Pharma companies increasingly see Twitter as a way to communicate with their customers, but regulatory restrictions on what they can say about their own products limits the utility of their output to a degree. Some, though, do a better job than others at still finding something useful to say: try @AstraZeneca, @GSK, @Novartis and @Boehringer to get started.
Top science journals provide useful alerts to their best content without trying to tweet the whole table of contents: @NEJM, @NatureMedicine, @bmj_latest get it about right, but others can be too non-selective and hence intrusive. Try a few and see what works for you.
Various organizations have useful Twitter feeds too: @US_FDA and @NICEcomms (the UK National Institute of Clinical Excellence) are worth following together with industry bodies local to you (such as the @ABPI_UK, @BritPharmSci and @BIA_UK for those, like me, based in the UK)
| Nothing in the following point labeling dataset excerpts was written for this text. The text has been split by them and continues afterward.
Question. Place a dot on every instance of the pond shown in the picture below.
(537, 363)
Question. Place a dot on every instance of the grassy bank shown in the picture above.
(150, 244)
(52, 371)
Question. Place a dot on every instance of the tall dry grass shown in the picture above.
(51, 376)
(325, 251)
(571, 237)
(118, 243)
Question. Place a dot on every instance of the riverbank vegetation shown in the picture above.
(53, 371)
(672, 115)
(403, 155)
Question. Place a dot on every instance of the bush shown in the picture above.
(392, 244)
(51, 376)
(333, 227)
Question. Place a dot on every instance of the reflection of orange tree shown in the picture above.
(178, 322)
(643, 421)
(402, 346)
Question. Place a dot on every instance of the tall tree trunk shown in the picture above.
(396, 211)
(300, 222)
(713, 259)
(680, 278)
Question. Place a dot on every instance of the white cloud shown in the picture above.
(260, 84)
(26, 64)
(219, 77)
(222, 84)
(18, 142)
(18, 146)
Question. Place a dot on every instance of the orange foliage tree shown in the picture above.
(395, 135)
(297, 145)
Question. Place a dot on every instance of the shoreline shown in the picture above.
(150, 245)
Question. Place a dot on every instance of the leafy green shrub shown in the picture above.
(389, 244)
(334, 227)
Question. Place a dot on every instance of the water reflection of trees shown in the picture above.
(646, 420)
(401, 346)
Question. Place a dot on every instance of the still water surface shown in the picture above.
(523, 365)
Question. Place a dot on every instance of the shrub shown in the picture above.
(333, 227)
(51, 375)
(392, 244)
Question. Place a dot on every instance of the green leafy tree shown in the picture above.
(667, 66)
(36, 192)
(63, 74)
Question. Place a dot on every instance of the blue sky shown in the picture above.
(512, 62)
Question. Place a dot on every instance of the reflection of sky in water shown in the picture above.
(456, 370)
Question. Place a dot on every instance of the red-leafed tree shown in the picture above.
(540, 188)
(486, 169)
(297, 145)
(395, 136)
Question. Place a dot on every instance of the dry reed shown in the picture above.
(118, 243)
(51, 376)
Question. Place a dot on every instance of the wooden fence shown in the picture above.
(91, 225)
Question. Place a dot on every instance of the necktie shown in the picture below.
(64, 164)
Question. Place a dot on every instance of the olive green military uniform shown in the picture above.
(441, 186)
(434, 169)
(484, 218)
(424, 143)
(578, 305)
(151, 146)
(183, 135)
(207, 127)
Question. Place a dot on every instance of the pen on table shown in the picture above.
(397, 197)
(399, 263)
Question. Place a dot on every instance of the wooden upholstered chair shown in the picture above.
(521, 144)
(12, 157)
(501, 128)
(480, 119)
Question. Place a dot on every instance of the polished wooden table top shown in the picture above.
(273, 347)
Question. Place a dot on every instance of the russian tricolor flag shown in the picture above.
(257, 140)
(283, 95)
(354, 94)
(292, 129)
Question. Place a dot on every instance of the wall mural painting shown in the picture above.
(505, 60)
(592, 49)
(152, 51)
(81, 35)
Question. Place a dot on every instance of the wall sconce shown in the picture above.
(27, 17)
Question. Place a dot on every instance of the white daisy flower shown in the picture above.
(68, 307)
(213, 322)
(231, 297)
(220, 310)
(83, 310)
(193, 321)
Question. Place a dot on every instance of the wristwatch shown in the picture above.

Luke Timmerman has come up with a longer list, many of which I also follow, although one or two eventually met with an ‘Unfollow’!
But its also important to remember that people come and go on Twitter – someone might be very active for a month or two then fade into the background. So your follow list is a dynamic filter – constantly replenish it with new people (usually found because someone you follow re-tweeted something interesting from another user you had not previously seen). And spring-clean the list with the ‘Unfollow’ button too if the average quality starts to dip.